The approval is based on data in 210 patients from the KEYNOTE-087 trial, which demonstrated an overall response rate (ORR) with KEYTRUDA (200 mg every three weeks) of 69 percent (95% CI: 62, 75) with a complete remission rate (CRR) of 22 percent and a partial remission rate (PRR) of 47 percent. The median follow-up time was 9.4 months. Among the 145 responding patients, the median duration of response was 11.1 months (range 0.0+ to 11.1 months).

"The results from KEYNOTE-087 showed that most patients with relapsed or refractory classical Hodgkin lymphoma responded to treatment with KEYTRUDA, and 22 percent experienced complete remission," said Dr. Roger M. Perlmutter, president, Merck Research Laboratories. "Today’s approval – the first for KEYTRUDA in a hematologic malignancy – reinforces the hope that immunotherapy will prove useful in a wide variety of cancers."
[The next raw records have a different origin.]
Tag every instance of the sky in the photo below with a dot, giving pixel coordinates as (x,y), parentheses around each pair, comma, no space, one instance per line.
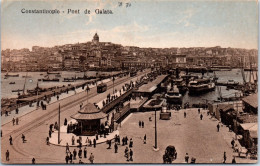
(146,23)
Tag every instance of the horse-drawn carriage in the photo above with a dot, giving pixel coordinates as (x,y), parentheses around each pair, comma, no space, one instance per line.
(170,154)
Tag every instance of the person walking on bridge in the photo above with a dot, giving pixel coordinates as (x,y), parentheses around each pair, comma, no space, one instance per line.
(218,127)
(91,158)
(13,121)
(201,116)
(23,138)
(17,120)
(11,140)
(7,155)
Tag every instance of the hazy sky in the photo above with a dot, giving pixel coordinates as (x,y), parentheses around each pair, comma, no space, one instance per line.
(143,24)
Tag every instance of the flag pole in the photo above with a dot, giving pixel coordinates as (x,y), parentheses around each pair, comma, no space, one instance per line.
(59,126)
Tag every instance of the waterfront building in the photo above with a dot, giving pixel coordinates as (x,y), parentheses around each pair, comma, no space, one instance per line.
(250,104)
(89,120)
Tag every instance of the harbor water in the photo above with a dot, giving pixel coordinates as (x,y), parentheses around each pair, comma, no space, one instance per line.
(32,79)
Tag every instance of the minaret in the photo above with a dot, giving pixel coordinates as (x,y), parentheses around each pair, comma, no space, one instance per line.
(95,39)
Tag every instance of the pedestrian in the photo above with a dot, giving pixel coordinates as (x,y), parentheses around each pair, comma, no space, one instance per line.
(67,148)
(70,157)
(109,144)
(65,122)
(126,151)
(131,143)
(233,143)
(74,154)
(67,159)
(13,121)
(90,142)
(224,157)
(218,127)
(91,158)
(116,148)
(187,158)
(11,140)
(87,141)
(94,142)
(131,155)
(23,138)
(123,141)
(234,160)
(7,155)
(127,156)
(73,140)
(17,120)
(48,141)
(80,153)
(80,106)
(85,152)
(80,162)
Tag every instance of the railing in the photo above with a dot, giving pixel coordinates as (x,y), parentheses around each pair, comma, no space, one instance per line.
(116,101)
(122,112)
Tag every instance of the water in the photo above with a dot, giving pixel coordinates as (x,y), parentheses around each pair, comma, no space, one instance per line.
(223,76)
(31,83)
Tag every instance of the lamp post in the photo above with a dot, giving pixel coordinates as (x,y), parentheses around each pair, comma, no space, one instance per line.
(87,89)
(155,132)
(236,117)
(113,79)
(37,102)
(59,126)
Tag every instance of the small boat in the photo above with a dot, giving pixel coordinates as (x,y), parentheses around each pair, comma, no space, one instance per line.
(200,86)
(26,76)
(51,80)
(57,75)
(48,72)
(173,95)
(17,90)
(11,75)
(68,81)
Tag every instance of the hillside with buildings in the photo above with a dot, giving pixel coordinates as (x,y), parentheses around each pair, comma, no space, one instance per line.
(105,55)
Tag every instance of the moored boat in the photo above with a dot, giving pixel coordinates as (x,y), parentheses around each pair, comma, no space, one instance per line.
(200,86)
(173,95)
(17,90)
(51,80)
(48,72)
(11,75)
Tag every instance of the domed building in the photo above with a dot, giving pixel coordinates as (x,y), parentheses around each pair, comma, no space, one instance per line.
(95,39)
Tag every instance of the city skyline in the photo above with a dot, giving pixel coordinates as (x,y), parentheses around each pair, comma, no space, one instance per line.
(143,24)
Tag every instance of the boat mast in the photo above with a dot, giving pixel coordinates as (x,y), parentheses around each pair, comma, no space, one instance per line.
(24,82)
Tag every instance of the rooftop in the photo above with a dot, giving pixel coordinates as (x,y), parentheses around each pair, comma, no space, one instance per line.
(151,86)
(89,112)
(251,100)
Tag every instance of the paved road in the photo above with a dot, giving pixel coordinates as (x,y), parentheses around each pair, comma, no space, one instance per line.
(35,126)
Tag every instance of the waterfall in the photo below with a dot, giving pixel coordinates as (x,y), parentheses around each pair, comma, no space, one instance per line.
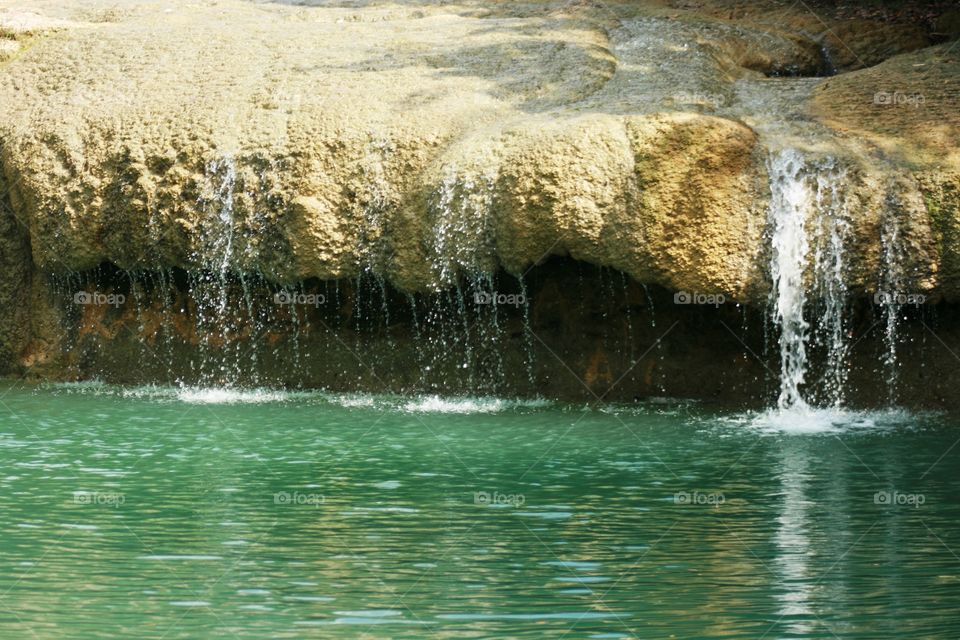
(892,279)
(788,212)
(808,213)
(830,281)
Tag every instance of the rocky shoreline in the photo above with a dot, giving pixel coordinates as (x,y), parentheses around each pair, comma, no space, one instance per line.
(411,155)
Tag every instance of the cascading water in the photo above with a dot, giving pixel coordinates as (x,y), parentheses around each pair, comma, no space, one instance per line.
(892,280)
(808,212)
(788,212)
(830,280)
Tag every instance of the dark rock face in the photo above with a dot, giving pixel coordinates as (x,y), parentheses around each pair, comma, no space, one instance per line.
(569,331)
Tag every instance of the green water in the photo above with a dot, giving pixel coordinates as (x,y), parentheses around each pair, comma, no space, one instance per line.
(153,513)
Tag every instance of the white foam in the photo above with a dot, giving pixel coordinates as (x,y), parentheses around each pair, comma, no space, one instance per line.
(813,421)
(437,404)
(195,395)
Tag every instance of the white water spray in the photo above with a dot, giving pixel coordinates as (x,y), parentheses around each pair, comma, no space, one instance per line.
(789,203)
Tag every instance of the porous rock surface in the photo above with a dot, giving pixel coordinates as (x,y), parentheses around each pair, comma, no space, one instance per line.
(427,141)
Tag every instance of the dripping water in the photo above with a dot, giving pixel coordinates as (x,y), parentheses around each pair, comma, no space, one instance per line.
(788,210)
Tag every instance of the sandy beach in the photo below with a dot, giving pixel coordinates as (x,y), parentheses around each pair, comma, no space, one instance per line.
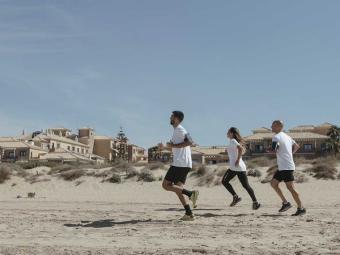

"For the patients with classical Hodgkin lymphoma who are not cured with existing treatments, there are limited options, and treating their disease becomes more challenging," said Dr. Craig Moskowitz, clinical director, division of hematologic oncology, Memorial Sloan Kettering Cancer Center. "This approval is an important step forward in treating these patients, who are generally young and have a particularly poor prognosis, and gives us the opportunity to help patients in their fight against this devastating disease."